The episodes of the slaughter of the wineskins and the herds of sheep are thus a dense nexus of literary allusion. Cervantes plays with the legitimising and elevating effects of allusions to classical works by deferring to them for ideas of misplaced bravery. Of these allusions De Armas writes: “The novel, then, is pointing to classical auctoritas and diverting it through the imaginative whimsies of a hero who re-configures the classics by transforming evidentia into an indictment on the reliability of the senses and into a ludic game in which autopsy and teichoskopia are emptied of their historical accuracy and epic grandeur.” In Cervantes’ hands, the classical literary tradition becomes yet another example of the foolishness of literature – rather than a legitimising force.
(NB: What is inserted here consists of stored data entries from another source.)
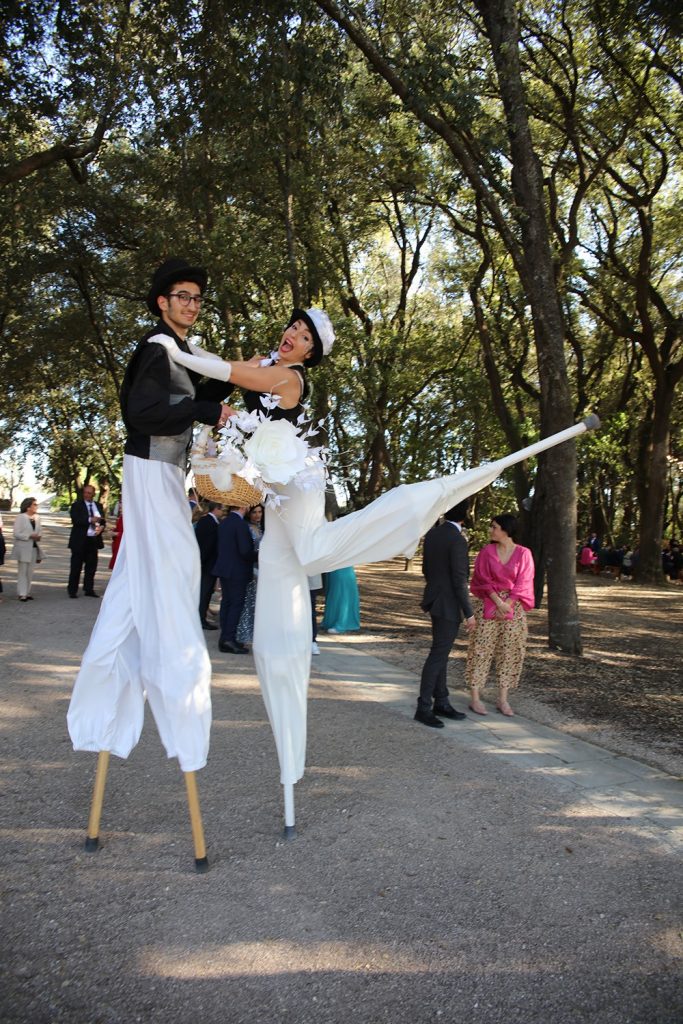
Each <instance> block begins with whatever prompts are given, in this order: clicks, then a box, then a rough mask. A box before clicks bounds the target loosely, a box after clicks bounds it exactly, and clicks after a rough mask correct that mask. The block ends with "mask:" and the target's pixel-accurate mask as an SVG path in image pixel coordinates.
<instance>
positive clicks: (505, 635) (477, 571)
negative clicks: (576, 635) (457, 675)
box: [466, 512, 533, 716]
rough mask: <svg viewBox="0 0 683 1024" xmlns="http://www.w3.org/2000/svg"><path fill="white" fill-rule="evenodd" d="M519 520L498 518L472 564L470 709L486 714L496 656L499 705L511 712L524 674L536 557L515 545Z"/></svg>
mask: <svg viewBox="0 0 683 1024" xmlns="http://www.w3.org/2000/svg"><path fill="white" fill-rule="evenodd" d="M516 528H517V519H516V518H515V516H514V515H511V514H510V513H509V512H505V513H503V514H502V515H497V516H494V518H493V519H492V522H490V531H489V535H488V536H489V538H490V544H488V545H486V547H485V548H482V549H481V551H480V552H479V554H478V555H477V557H476V561H475V562H474V572H473V573H472V581H471V583H470V590H471V591H472V594H473V595H474V597H475V602H474V605H475V607H474V614H475V617H476V629H475V630H474V632H473V633H471V634H470V644H469V648H468V651H467V669H466V678H467V685H468V686H469V688H470V691H471V694H472V696H471V701H470V710H471V711H473V712H474V713H475V714H476V715H485V714H486V709H485V708H484V706H483V705H482V702H481V700H480V699H479V690H482V689H483V688H484V686H485V683H486V678H487V676H488V670H489V669H490V663H492V660H493V659H494V657H495V658H496V671H497V676H498V702H497V705H496V707H497V709H498V710H499V711H500V712H501V714H503V715H508V716H511V715H513V714H514V713H513V711H512V708H511V707H510V705H509V703H508V691H509V690H513V689H514V688H515V687H516V686H517V684H518V682H519V677H520V675H521V671H522V666H523V664H524V654H525V652H526V634H527V629H526V612H527V610H528V609H529V608H532V607H533V559H532V557H531V552H530V551H529V550H528V548H523V547H522V546H521V545H520V544H515V542H514V537H515V531H516Z"/></svg>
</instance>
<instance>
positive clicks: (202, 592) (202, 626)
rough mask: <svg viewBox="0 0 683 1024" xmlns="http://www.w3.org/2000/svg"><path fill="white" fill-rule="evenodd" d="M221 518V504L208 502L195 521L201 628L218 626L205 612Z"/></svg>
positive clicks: (221, 512) (206, 609)
mask: <svg viewBox="0 0 683 1024" xmlns="http://www.w3.org/2000/svg"><path fill="white" fill-rule="evenodd" d="M222 518H223V506H222V505H219V504H218V502H209V511H208V512H207V514H206V515H203V516H202V518H201V519H198V520H197V522H196V523H195V537H196V538H197V543H198V544H199V546H200V561H201V563H202V579H201V582H200V622H201V623H202V629H203V630H217V629H218V627H217V626H214V624H213V623H210V622H208V621H207V617H206V616H207V612H208V610H209V603H210V601H211V595H212V594H213V589H214V587H215V586H216V577H215V575H214V571H213V567H214V565H215V562H216V558H217V557H218V524H219V523H220V520H221V519H222Z"/></svg>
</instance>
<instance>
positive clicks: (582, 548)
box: [579, 541, 600, 572]
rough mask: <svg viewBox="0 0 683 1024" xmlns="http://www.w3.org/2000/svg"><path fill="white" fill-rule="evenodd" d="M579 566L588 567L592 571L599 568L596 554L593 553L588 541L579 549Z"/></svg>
mask: <svg viewBox="0 0 683 1024" xmlns="http://www.w3.org/2000/svg"><path fill="white" fill-rule="evenodd" d="M579 567H580V568H582V569H590V570H591V571H592V572H598V571H599V570H600V566H599V564H598V556H597V555H596V554H595V552H594V551H593V548H592V547H591V545H590V544H589V542H588V541H587V542H586V544H584V546H583V547H582V549H581V554H580V555H579Z"/></svg>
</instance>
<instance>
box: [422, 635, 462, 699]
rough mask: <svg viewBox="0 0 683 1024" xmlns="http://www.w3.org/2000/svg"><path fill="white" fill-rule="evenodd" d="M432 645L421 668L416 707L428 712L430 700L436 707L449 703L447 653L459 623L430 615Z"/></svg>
mask: <svg viewBox="0 0 683 1024" xmlns="http://www.w3.org/2000/svg"><path fill="white" fill-rule="evenodd" d="M431 621H432V645H431V649H430V651H429V654H428V655H427V660H426V662H425V664H424V666H423V669H422V676H421V679H420V695H419V697H418V707H419V708H422V710H423V711H426V712H430V711H431V710H432V702H433V703H434V705H435V706H436V707H437V708H438V707H440V708H442V707H444V705H447V703H449V688H447V686H446V684H445V680H446V676H447V671H449V655H450V653H451V648H452V647H453V645H454V643H455V640H456V637H457V636H458V630H459V629H460V623H457V622H455V621H454V620H453V618H441V617H440V616H439V615H432V616H431Z"/></svg>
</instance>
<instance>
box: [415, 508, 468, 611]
mask: <svg viewBox="0 0 683 1024" xmlns="http://www.w3.org/2000/svg"><path fill="white" fill-rule="evenodd" d="M422 571H423V574H424V577H425V579H426V581H427V586H426V587H425V592H424V595H423V598H422V608H423V610H424V611H428V612H429V613H430V614H431V615H436V616H437V617H439V618H449V620H451V622H455V623H459V622H460V621H461V620H462V618H469V617H470V615H471V614H472V605H471V603H470V595H469V586H468V581H469V574H470V565H469V558H468V555H467V541H466V540H465V538H464V537H463V535H462V534H461V532H460V530H459V529H458V527H457V526H455V525H454V524H453V523H451V522H443V523H441V525H440V526H433V527H432V528H431V529H430V530H429V532H428V534H427V536H426V537H425V545H424V549H423V555H422Z"/></svg>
In conclusion, Cervantes was very much influenced by the wandering tale of Lucius, and, through this story of asinine transformation, he was probably also influenced by that other story of wandering roguishness, the Satyricon. Although the Satyricon was known in Spain during the sixteenth century, Apuleius’ novel was far better known and much more extant. We have seen many parallels between The Golden Ass or the Metamorphoses and Don Quixote, both on the wider levels of structure, style, and narrative voice, and on the more detailed level of explicit allusion and imitation, and similar character traits. However, the overall tones of the works are quite different. Although Lucius and Don Quixote are both hampered by their love of adventure and their passionate curiosity, Don Quixote remains a far dreamier character given to idealised flights of fancy, while Lucius is a more down-to-earth figure. Just as Apuleius drew upon the Satyricon and earlier genres such as Menippean satire and the Milesian tales to fashion his wandering comic-satire, Cervantes drew upon Apuleius’ work.